To further reduce the spread of COVID-19 and the Omicron variant, additional protective measures are also being applied:
- The number of patrons permitted to sit at a table will be limited to 10 people and patrons will be required to remain seated in restaurants, bars and other food or drink establishments, meeting and event spaces and strip clubs.
- Bars and restaurants, meeting and event spaces and strip clubs will be required to close by 11 p.m. Take out and delivery will be permitted beyond 11 p.m.
- Dancing will not be allowed except for workers or performers.

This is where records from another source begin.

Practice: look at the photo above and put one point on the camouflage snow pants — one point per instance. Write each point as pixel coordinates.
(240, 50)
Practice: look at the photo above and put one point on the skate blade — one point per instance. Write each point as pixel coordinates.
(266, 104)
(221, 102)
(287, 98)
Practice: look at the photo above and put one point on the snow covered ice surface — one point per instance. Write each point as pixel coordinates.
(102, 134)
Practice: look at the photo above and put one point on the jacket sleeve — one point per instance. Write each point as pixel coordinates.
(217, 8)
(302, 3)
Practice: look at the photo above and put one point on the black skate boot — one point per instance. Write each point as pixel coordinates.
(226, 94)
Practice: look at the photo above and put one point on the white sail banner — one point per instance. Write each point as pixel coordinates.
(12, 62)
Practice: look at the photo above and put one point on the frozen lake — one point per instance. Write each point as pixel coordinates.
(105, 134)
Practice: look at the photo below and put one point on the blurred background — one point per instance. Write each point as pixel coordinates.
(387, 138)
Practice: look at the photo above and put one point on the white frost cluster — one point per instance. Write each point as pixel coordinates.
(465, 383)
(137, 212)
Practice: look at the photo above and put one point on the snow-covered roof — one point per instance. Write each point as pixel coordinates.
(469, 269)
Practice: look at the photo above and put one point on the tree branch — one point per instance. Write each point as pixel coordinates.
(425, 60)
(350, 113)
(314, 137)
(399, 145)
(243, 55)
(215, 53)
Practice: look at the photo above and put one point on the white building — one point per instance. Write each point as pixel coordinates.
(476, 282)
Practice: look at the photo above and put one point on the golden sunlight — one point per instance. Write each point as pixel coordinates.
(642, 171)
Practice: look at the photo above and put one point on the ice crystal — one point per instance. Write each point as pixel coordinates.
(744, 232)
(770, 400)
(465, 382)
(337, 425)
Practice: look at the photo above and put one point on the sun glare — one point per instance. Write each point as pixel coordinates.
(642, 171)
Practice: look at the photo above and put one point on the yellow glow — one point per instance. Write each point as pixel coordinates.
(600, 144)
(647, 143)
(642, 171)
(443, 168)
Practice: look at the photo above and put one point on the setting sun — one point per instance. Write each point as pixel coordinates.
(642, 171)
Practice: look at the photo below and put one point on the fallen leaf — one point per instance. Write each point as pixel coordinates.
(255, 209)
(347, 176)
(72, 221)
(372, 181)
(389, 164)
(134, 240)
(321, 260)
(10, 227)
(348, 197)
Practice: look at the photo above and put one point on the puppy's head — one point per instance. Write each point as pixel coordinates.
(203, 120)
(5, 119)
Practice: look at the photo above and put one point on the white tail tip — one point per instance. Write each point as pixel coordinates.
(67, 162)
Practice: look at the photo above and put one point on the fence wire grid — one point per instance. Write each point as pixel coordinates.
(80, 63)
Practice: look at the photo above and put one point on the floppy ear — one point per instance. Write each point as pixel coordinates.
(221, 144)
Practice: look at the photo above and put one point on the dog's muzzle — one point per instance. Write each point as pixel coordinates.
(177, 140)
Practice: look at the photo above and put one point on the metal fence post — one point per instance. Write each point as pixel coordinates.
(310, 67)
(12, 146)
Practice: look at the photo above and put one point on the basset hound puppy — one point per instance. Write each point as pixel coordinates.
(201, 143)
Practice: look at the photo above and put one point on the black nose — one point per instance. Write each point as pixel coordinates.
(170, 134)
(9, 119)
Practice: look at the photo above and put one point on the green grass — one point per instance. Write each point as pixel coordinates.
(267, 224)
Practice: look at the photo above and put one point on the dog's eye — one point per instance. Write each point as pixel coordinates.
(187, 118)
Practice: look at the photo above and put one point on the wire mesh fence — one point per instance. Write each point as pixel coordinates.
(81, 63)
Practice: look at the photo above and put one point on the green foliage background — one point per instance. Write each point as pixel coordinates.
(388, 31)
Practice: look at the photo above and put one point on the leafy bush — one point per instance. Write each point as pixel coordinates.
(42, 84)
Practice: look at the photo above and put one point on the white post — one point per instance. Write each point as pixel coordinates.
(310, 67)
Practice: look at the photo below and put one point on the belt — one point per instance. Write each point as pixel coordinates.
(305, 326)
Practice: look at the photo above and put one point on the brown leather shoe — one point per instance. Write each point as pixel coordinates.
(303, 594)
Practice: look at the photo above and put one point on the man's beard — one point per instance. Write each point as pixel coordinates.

- Food and/or drink services will be prohibited at sporting events; concert venues, theatres and cinemas; casinos, bingo halls and other gaming establishments; and horse racing tracks, car racing tracks and other similar venues.
- The sale of alcohol will be restricted after 10 p.m. and consumption of alcohol in businesses or settings after 11 p.m.
In addition, to mitigate COVID-19 transmission that can occur at informal social gatherings, the province is also reducing social gathering limits to 10 people indoors and 25 people outdoors.
These restrictions will come into effect on 12:01 a.m. on Sunday, December 19, 2021.